En offrant le rôle principal à Dustin Hoffman, alors star incontournable du Nouvel Hollywood après LE LAURÉAT et MACADAM COWBOY, Arthur Penn s’assure un visage à la fois familier, mobile et profondément humain. Hoffman traverse le film comme un caméléon : enfant adopté, tireur, escroc, soldat, mari, vieillard, témoin d’un monde qui se construit dans le sang. Pour incarner Jack Crabb âgé de 121 ans, l’acteur subit un maquillage très lourd conçu par Dick Smith, futur maître des transformations prosthétiques. Afin d’obtenir une voix cassée de vieillard, Hoffman aurait même crié à pleins poumons dans sa loge pendant près d’une heure avant de tourner. Faye Dunaway, qui retrouvait Arthur Penn trois ans après BONNIE & CLYDE, a également raconté l’étrange méthode de Hoffman sur le plateau. Selon elle, l’acteur aimait garder chaque prise vivante en improvisant juste avant le clap, allant jusqu’à réciter de vieilles publicités radiophoniques pour conserver une énergie décalée avant de basculer instantanément dans le personnage de Jack Crabb.
Un discours fort
Sorti en pleine guerre du Vietnam, LITTLE BIG MAN fait forcément résonner son discours avec l’actualité américaine. Beaucoup y voient une critique indirecte de l’intervention militaire des États-Unis, à travers la représentation de massacres perpétrés au nom de la civilisation. Le comportement de Custer et de ses troupes est ainsi régulièrement mis en parallèle avec l’engagement américain au Vietnam.

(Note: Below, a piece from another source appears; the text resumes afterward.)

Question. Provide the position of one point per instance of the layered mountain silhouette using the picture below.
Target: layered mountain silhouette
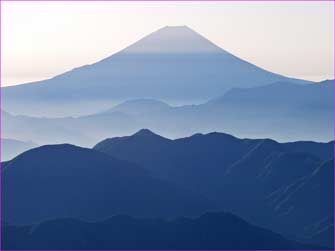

À la fois drôle, amer, tragique et profondément politique, LITTLE BIG MAN s’impose comme l’un des grands westerns révisionnistes de son époque. Il ne se contente pas de raconter l’Ouest : il interroge la manière dont Hollywood l’a longtemps fabriqué. En cela, Arthur Penn signe une œuvre essentielle, un film qui regarde l’Histoire en face tout en dynamitant les légendes qui l’ont précédée. Avec plus de 31 millions de dollars de recettes, le pari est également payant au box-office, preuve qu’un western pouvait encore séduire le public tout en remettant en cause ses propres mythes.